In May 2018, the World Health Organization (WHO) announced a global call for action to eliminate cervical cancer within the next century, with achievable goals to be reached by 2030. While advances towards this goal have been made worldwide, significant disparities exist. The elimination of cervical cancer will be severely hindered without proper education across all populations about screening, insurance coverage and HPV vaccination.

Cervical cancer is most often caused by HPV infection, which can often be prevented with the HPV vaccine. All children should receive the HPV vaccine between ages 9-12. “Catch-up” vaccination is also recommended for teens and young adults up to age 26. If the HPV vaccine is given as recommended, it can prevent more than 90% of HPV-related cancers, including more than 90% of cervical cancers.3 Anyone with a cervix, regardless of vaccination status, should be screened for cervical cancer per recommendations.

People of average risk should follow these guidelines:

From ages 21 to 29: Have a Pap test every 3 years. (With a Pap test, you can find and remove precancerous cells before cancer develops.)

From ages 30 to 65: Have any of these options: 

  • A Pap test alone every 3 years. 
  • A high-risk HPV test alone every 5 years. 
  • A high-risk HPV test with a Pap test (co-testing) every 5 years.

After age 65: Talk with your health care provider about whether you still need to be screened.

If you are at higher risk for cervical cancer because of a suppressed immune system (for example, from HIV infection, organ or stem-cell transplant or long-term steroid use), because you were exposed to DES in utero or because you have had cervical cancer or certain precancerous conditions, you may need to be screened more often. Follow the recommendations of your health care provider.

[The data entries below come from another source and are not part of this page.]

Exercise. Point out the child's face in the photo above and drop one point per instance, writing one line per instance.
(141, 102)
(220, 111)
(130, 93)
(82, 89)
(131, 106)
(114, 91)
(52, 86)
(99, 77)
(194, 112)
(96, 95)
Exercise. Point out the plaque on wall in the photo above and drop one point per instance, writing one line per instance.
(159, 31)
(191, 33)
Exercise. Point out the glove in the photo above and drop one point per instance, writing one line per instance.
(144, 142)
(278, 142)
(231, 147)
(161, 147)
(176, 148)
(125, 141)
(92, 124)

The cost of screening may still be a concern for those who are uninsured. Fortunately, there are free and low-cost screening options available in many communities. Early Detection = Better Outcomes, and everyone deserves an opportunity to check their health and prevent cancer or detect it early.

Information and resources on all cancer types studied in the 2023 Early Detection Survey—including information on relevant screenings—can be found at The Prevent Cancer Foundation will release updated results from the 2024 Early Detection Survey in April. For more information about cervical cancer and ways to reduce your risk, visit

1National Center for Chronic Disease Prevention and Health Promotion

2The cancer screenings studied in this survey were for breast cancer, cervical cancer, colorectal cancer, oral cancer, lung cancer, prostate cancer, skin cancer and testicular cancer.

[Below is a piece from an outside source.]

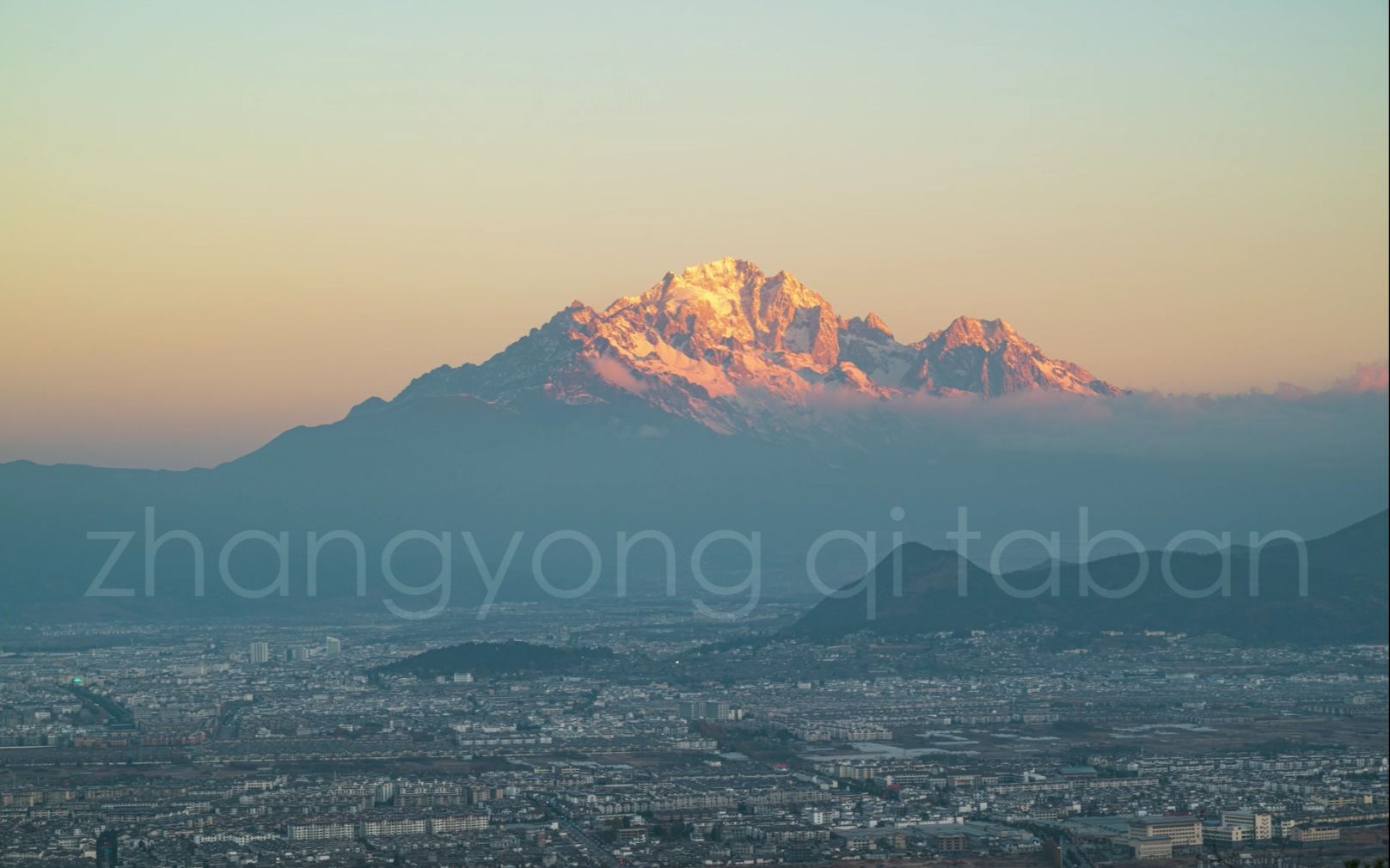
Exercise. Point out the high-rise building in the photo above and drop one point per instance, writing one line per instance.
(1259, 824)
(106, 849)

3National Center for Immunization and Respiratory Diseases


About the Prevent Cancer Foundation®

The Prevent Cancer Foundation® is the only U.S.-based nonprofit organization solely dedicated to cancer prevention and early detection. Through research, education, outreach and advocacy, we have helped countless people avoid a cancer diagnosis or detect their cancer early enough to be successfully treated. We are driven by a vision of a world where cancer is preventable, detectable and beatable for all

The Foundation is rising to meet the challenge of reducing cancer deaths by 40% by 2035. To achieve this, we are committed to investing $20 million for innovative technologies to detect cancer early and advance multi-cancer screening, $10 million to expand cancer screening and vaccination access to medically underserved communities, and $10 million to educate the public about screening and vaccination options.